Sementara itu, penyaluran BSU di Provinsi Nusa Tenggara Barat (NTB) menjadi sorotan karena capaiannya yang tinggi. Berdasarkan data PT Pos Indonesia, BSU di wilayah tersebut sudah tersalur kepada 126.298 pekerja dari total 134.639 penerima yang ditargetkan atau sekitar 93,8 persen secara keseluruhan.
Plt Direktur PT Pos Indonesia, Endy Pattia Rahmadi Abdurrahman, menyampaikan bahwa proses penyaluran akan diperpanjang selama lima hari hingga 6 Agustus 2025. Perpanjangan ini diberikan oleh Kementerian Ketenagakerjaan untuk mengakomodasi berbagai kendala lapangan.
“Sebagian penerima tinggal di daerah terluar, ada juga yang berpindah kerja atau sedang dalam masa istirahat panjang. Ini yang bikin proses distribusinya menantang,” jelas Endy saat ditemui di Kota Mataram.
Khusus untuk Kota Mataram, dari 46.317 pekerja yang berhak menerima BSU, sudah tersalur ke 44.064 orang atau sekitar 94,3 persen. Angka ini sedikit lebih tinggi dari rerata nasional yang saat ini berada di kisaran 92 persen.
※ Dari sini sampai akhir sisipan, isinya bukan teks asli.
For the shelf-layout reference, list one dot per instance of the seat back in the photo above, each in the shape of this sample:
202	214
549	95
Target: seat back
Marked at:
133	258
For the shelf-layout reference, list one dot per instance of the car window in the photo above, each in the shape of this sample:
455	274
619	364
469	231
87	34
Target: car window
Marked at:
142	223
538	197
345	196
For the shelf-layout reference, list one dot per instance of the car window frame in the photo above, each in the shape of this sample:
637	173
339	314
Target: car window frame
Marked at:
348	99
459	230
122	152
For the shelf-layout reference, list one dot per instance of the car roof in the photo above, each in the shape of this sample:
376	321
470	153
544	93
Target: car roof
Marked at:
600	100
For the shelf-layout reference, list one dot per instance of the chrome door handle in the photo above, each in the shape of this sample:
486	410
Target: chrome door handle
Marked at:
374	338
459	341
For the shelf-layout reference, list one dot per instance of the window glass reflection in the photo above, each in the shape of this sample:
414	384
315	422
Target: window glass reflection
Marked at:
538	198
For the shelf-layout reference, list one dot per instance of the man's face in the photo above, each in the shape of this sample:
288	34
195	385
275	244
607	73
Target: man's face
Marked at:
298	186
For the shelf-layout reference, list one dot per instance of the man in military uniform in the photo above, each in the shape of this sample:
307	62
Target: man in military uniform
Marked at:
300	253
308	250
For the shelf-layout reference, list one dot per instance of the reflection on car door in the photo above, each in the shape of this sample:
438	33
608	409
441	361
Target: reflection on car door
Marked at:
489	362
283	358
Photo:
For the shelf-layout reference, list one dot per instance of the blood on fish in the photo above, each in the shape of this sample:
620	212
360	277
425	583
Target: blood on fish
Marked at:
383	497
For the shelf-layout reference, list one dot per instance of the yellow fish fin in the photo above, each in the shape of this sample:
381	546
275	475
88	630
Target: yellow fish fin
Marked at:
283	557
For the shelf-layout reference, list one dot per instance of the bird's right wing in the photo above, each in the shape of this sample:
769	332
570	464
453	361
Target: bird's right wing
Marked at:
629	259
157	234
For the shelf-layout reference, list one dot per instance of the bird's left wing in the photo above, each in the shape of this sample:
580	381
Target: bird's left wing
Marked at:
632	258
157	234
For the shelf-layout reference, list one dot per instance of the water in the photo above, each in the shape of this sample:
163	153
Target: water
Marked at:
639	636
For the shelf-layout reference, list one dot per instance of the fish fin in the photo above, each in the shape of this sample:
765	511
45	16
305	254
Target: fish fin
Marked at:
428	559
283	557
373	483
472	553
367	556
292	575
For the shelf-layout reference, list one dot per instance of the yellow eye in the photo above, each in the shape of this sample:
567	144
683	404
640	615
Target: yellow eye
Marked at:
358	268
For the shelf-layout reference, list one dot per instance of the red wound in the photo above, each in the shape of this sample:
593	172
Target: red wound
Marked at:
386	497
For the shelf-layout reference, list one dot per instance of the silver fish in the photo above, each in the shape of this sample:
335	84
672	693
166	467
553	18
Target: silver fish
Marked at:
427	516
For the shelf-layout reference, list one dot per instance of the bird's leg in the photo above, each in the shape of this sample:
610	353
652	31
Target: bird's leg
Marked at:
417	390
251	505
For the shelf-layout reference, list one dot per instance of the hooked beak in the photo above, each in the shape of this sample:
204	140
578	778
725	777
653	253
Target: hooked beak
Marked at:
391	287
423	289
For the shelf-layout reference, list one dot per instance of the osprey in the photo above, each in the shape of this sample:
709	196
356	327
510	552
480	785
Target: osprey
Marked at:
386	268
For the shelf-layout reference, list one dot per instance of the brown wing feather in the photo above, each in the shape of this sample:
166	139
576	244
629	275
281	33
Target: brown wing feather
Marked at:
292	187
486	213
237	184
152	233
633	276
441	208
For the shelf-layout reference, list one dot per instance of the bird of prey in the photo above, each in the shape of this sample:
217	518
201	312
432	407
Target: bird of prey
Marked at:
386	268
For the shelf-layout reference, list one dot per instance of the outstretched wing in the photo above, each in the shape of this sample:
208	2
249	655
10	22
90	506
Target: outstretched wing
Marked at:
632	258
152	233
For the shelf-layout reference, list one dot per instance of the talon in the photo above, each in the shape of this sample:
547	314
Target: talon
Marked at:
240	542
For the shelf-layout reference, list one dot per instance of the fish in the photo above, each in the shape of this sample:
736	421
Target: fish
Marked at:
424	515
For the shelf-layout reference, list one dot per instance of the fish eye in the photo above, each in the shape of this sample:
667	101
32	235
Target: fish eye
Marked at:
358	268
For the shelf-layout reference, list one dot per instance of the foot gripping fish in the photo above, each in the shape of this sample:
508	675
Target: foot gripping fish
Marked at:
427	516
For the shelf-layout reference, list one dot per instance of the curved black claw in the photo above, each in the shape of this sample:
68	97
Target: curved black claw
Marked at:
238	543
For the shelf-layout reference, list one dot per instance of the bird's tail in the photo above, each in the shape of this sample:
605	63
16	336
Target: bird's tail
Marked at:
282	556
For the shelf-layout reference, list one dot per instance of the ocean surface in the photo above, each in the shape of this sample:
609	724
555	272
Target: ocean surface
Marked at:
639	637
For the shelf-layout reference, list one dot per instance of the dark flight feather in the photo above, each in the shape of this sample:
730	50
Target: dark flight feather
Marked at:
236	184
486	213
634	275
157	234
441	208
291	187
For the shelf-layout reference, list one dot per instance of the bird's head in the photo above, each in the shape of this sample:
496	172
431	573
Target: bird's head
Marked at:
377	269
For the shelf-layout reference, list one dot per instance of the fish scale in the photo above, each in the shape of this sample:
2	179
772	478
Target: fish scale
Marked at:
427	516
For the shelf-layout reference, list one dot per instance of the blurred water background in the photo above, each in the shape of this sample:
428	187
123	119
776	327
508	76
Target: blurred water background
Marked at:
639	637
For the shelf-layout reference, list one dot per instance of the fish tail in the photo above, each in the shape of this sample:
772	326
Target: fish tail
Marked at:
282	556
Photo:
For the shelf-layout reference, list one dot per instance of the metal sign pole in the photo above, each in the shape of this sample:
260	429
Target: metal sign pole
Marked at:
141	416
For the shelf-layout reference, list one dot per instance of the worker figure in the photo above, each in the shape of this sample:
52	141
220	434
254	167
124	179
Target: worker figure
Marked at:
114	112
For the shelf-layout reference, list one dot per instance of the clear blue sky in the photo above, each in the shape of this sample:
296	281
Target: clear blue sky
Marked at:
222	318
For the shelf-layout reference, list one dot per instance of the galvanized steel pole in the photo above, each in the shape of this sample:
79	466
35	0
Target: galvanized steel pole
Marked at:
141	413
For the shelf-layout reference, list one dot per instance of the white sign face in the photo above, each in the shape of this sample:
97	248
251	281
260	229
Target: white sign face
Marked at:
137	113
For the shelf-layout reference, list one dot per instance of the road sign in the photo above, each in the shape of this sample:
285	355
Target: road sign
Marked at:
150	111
Di sisi lain, masih ada sekitar 1,35 juta pekerja di berbagai daerah yang gagal menerima BSU senilai Rp600 ribu akibat sejumlah kendala teknis. Masalah utamanya adalah ketidaklengkapan data pribadi, seperti NIK atau alamat yang tidak sesuai dengan data di Kementerian Ketenagakerjaan.
Penyaluran BSU kali ini dilaksanakan dalam dua tahap. Pemerintah berharap skema bantuan ini dapat benar-benar menyasar pekerja yang rentan secara ekonomi, terutama di sektor informal yang selama ini belum tercover perlindungan sosial secara optimal.
Asep berharap ke depannya, melalui perbaikan data, edukasi perusahaan, dan regulasi yang lebih tegas, jumlah peserta BPJS Ketenagakerjaan bisa terus meningkat. “Dengan begitu, tidak hanya untuk bantuan, tapi jaminan sosial pekerja juga akan makin merata,” pungkasnya.